Two more years. Stay awhile longer: That’s the offer U.S. President Joe Biden is making to tens of thousands of Afghan refugees living in the United States. Sources told CBS News on Monday that the Biden administration is planning to allow Afghan evacuees brought to the United States after the August 2021 Taliban takeover of Afghanistan to stay and work in the United States for another two years by renewing their temporary work permits under a humanitarian immigration policy. U.S. Citizenship and Immigration Services is expected to start accepting renewal requests in June.

Around 77,000 Afghan refugees have come to the United States since the Taliban took power. And special immigrant visa (SIV) applications have surged in recent months following Taliban crackdowns on government dissidents and women’s rights activists. Officials familiar with the matter told FP’s Jack Detsch and Robbie Gramer that more than 150,000 Afghans are trying to escape the country via SIVs. However, the visa system “remains mired in bureaucratic backlogs and red tape that has left former U.S. allies in the Taliban-controlled country exposed to imprisonment or Taliban death squads,” they reported. In the meantime, congressional efforts to legalize Afghan asylum-seekers in the United States have stalled.

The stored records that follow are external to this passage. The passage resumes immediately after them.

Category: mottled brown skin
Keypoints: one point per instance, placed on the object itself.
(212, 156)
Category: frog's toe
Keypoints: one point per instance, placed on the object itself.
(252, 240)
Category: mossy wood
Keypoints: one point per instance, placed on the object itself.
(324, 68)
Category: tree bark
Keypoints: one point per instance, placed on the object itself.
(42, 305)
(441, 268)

Meanwhile, the Biden administration is sending an additional 1,500 active-duty troops to the U.S.-Mexico border, increasing the total number of military personnel there to 4,000. The goal is to aid U.S. Customs and Border Protection officers with processing asylum-seekers. The move comes just nine days before Title 42 measures are set to expire, a policy created under former U.S. President Donald Trump that allows U.S. officials to expel migrants at the southern border under the guise of curbing the spread of COVID-19.

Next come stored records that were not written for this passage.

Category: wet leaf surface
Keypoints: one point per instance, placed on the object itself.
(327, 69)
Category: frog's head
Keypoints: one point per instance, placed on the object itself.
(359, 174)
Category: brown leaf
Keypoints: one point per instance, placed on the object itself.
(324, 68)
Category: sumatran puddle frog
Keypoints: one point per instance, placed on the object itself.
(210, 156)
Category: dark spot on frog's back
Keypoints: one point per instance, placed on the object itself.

Anti-gay law 2.0. On Tuesday, lawmakers in Uganda passed a new version of a harsh anti-gay bill. The new legislation differentiates between being LGBTQ and engaging in LGBTQ acts and removes a clause that criminalizes identifying as LGBTQ—only because homosexuality is already illegal in the country. It also orders jail time for advocates of LGBTQ rights and specifies that the death penalty is punishment for “aggravated homosexuality,” which is defined as having same-sex sexual relations with minors, people with HIV, or other vulnerable populations. Ugandan President Yoweri Museveni is expected to sign the bill despite international condemnation.

According to journalist Caleb Okereke, these anti-gay legislation efforts have direct links to white evangelical Christianity’s influence in Uganda. “[A] made-in-the-USA movement and ideology … is polarizing African countries and harming and endangering LGBTQ+ people,” he highlighted.

Qurashi killed. Islamic State leader Abu Hussein al-Qurashi died on Saturday after detonating a suicide vest during a Turkish special forces raid on his hideout in Syria, according to Turkish officials. Qurashi, who had led the terrorist group for only six months, is the third Islamic State chief to die by detonating an explosive device since 2019. At this time, the United States hasn’t been able to independently confirm his death, and the Islamic State has not announced who will fill Qurashi’s shoes.

Better late than never? After more than 1,000 major businesses left Russia in response to its invasion of Ukraine, Match Group—which owns popular dating apps including Tinder, Hinge, and OkCupid—officially announced on Monday that it will join Western ranks by withdrawing all of its brands from the Russian market, citing the need to protect human rights. The organization is set to leave Russia by June 30.